Dynamic Soil Properties and the Soil Survey - Pilot Project in Arches National Park, 2005.
Cathy Scott1, Arlene J. Tugel1, Dana Truman1, Judy P. Ward2, Vic Parslow1, Pete Biggam3, Brendan Fitzsimons1, and Cathy Seybold4. (1) NRCS, 340 N 600 E, Richfield, UT 84701-2258, (2) New Mexico State Univ, MSC 3JER NMSU, Las Cruces, NM 88003-0000, (3) USDI-National Park Service, P.O. Box 25287, Denver, CO 80225-0287, (4) NRCS-NSSC, 100 Centennial Mall N., Rm 152, Lincoln, NE 68508
Dynamic soil properties have recently garnered increased attention by the producers and users of soil survey data.
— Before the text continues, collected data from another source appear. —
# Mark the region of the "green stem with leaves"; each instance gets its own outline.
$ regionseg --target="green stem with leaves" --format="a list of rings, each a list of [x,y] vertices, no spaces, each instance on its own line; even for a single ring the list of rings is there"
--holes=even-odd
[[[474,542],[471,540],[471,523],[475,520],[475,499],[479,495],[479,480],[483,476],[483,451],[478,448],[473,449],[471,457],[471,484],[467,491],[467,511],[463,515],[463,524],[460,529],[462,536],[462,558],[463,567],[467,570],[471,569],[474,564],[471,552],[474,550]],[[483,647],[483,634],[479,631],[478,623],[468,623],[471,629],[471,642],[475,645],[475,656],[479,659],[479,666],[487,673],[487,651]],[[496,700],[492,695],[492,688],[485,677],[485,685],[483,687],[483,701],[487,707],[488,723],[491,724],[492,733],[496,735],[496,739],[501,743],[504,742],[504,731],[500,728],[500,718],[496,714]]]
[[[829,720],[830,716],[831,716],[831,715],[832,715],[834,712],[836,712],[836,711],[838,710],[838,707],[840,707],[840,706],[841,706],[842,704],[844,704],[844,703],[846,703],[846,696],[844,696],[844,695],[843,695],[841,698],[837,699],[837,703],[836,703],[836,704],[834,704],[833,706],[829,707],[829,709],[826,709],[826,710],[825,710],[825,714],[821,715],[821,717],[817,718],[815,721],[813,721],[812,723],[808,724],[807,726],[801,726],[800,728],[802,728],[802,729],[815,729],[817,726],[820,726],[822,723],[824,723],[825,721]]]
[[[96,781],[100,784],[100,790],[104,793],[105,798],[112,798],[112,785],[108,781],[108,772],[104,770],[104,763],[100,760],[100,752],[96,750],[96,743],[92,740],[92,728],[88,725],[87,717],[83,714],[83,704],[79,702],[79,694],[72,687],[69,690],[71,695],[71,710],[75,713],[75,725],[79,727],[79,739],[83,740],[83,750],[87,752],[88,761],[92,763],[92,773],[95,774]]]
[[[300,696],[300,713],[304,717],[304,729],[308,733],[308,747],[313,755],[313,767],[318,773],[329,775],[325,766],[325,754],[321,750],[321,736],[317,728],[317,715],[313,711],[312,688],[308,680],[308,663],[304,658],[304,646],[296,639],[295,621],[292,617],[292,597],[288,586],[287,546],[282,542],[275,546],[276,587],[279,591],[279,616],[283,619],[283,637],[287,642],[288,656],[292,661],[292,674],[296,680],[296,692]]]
Information on near-surface properties, along with vegetation characteristics, can provide soil survey users with important tools for management. Protocols to measure these dynamic soil properties, and to interpret the results, are inadequately addressed in standard soil survey procedures; therefore, there is a need to define such protocols for use in future soil inventories of the national parks and other soil surveys. A pilot study for the collection of dynamic soil properties was conducted in Arches National Park, Utah, in 2005. In addition to providing the park with information to evaluate and manage visitor impact on soils, the pilot study provided an opportunity to test and refine sampling procedures. The sampling was conducted on Begay soils under two plant communities of the Semidesert Sandy Loam (fourwing saltbush) ecological site - a mixed perennial grass/shrub community (PG-S), and a cheatgrass-invaded community (AG) in Major Land Resource Area (MLRA) 35. Vegetation properties sampled included herbaceous production, basal and canopy cover; and basal and canopy gap sizes. Soil properties sampled included field soil aggregate stability, bulk density, penetration resistance, carbon fractions and CaCO3% for multiple depth intervals. A summary of the sampling procedures used, and an evaluation of those procedures, will be presented.